In a book he wrote later, cited at Taylor's trial in The Hague, Malu reportedly claimed that in 1997 Taylor secretly smuggled arms and ammunition from South Africa through Monrovia without informing ECOMOG peacekeepers.

Malu was appointed Chief of Army Staff in May 1999 at the start of President Olusegun Obasanjo's administration and was dismissed in April 2001.

Later, Malu said he warned President Olusegun Obasanjo to guard against American involvement in the nation's affairs, saying they were only aiming to further their own interests. He claimed that it was because the Americans disliked his views that Obasanjo fired him before the signing of the Nigerian-United States Military Cooperation Agreement.

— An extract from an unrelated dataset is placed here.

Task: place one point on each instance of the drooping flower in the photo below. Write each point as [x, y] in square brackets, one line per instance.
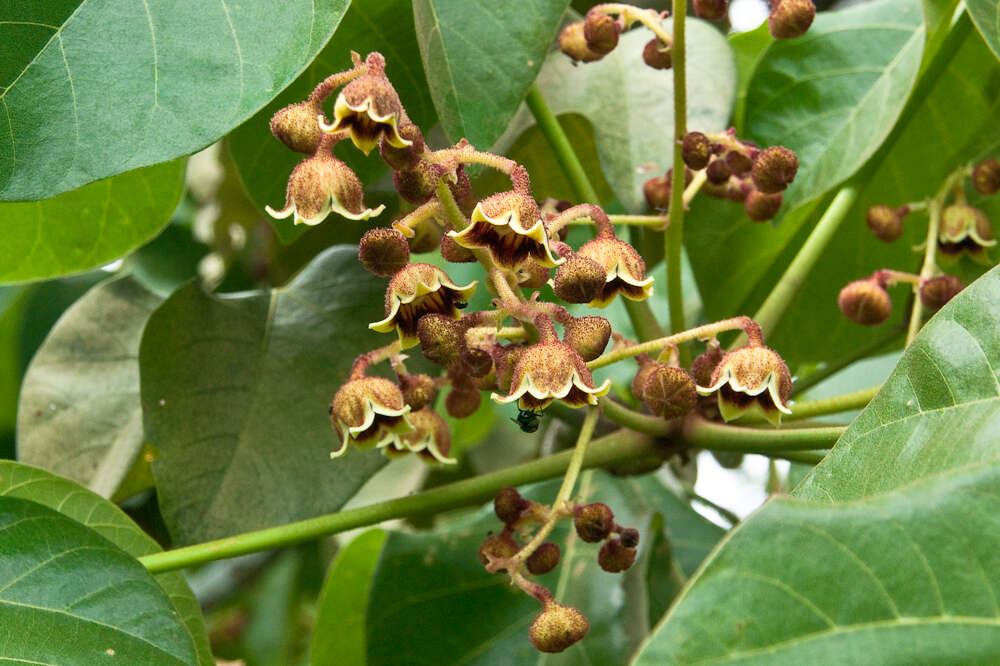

He was awarded Force Service Star (FSS) Award, Meritorious Service Star (MSS) Award, and Distinguished Service Star (DSS) Award.

==Post military career==
In October 2001 there were protests by Tiv people in Zaki Biam, Katsina-Ala local government, Benue State.
19 soldiers sent to restore peace were killed.

In retaliation, the army allegedly massacred 100 people.
Malu said armed men burst into his own home and killed four of his household before burning down neighbouring houses.

In July 2005 Malu complained that the government was persecuting him. He said the State Security Services had seized his passport on the basis that he had been "going to Paris frequently and was holding meetings with people who do not mean well for the country." He also said that his military service records had been declared missing and he was not getting fair treatment over his pension.
In January 2006 he caused controversy when he spoke at a meeting of the Arewa Consultative Forum in Kaduna, saying he regretted not having overthrown Obasanjo's government while he was COAS. The president's Public Affairs Assistant, Femi Fani-Kayode, said Malu’s statement was treasonable.

In September 2008 Malu, a diabetic, went into a coma and was rushed to Lagos University Teaching Hospital where he was placed on life support in the intensive care unit.
Later he was transferred to a hospital in London, and after treatment for stroke was discharged from hospital to his Central London home in April 2009.

Malu died on 9 October 2017 at the age of 70.